There really aren't equivalent x86 and ARM processors yet; IIRC even the slowest Atom is faster than the fastest Cortex A8 (I'm still waiting on A9 benchmarks).
I don't think Intel is being lazy, but Atom is certainly an immature design and the mainstream Intel cores target a much higher level of performance; brainiac cores are fundamentally inefficient because power efficiency decreases as performance increases (in other words, each marginal increase in performance costs more in power than the previous one).
I suspect that the inability to bring down power isn't just "laziness" on Intel's part. Decreasing power consumption is (more or less) equivalent to increasing performance per watt - an area where Nvidia and ARM designs may simply be better.
Many arm chips support both a RISC ISA (the original ARM), and a more CISC-y ISA (thumb2). They consume less power and perform better with the latter. So well, in fact, that some chips don't even bother with the legacy RISC mode.
Thumb and Thumb2 really aren't any more 'CISC'-y then ARM; about the most cisc aspect would be that thumb2 supports two different instruction lengths (2 and 4 byte) whereas ARM supports only 4 byte instructions.
That said i've heard/read that Thumb2 tends to be the optimum size/space trade-off, but that's not because it's somehow more 'cisc'.
If this were another TransMeta, I'd agree, but the situation is quite different, because Intel is very early in their learning curve on graphics, and nVidia is quite far along in their learning curve on graphics and high-performance computing. They actually have a decent shot at competing with Intel in the low end of the desktop market by making up with the GPU what they end up lacking in the CPU.
A high-end ARM CPU would have lower single-threaded performance, but a higher number of cores, possibly achieving higher overall throughput.

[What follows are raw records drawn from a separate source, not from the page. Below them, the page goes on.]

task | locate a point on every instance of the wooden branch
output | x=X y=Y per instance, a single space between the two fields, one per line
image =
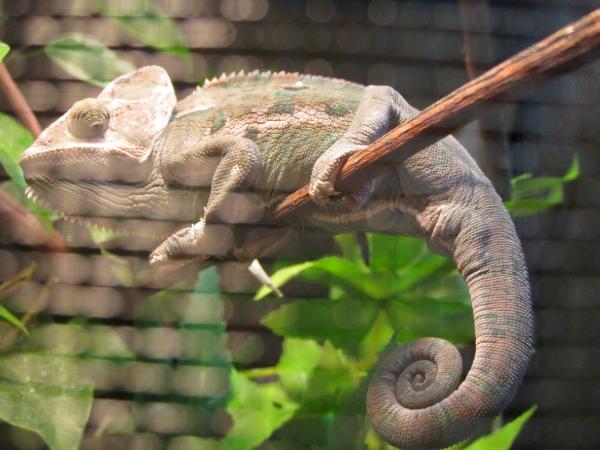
x=439 y=119
x=18 y=102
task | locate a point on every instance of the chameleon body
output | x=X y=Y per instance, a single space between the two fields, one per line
x=136 y=155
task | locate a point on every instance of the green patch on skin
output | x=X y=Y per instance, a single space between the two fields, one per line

Coupled with an NVIDIA GPU on the same die, eliminating the PCI bottleneck, I think this could easily be more appealing than Sandy Bridge, for applications from netbooks to workstations to supercomputers.
The actual nvidia press release engadget worked off of doesn't use the word desktop at all, it looks like that was engadget's doing.
NVIDIA announced today that it plans to build high-performance ARM® based CPU cores, designed to support future products ranging from personal computers and servers to workstations and supercomputers.
It's easy to believe personal computers could really mean laptops considering basic industry trends. Workstations not so much, but if you currently manufacture the world's fastest GPGPU perhaps workstations just look to you like a bunch of GPGPUs with a bit of a standards based cpu glue for the OS.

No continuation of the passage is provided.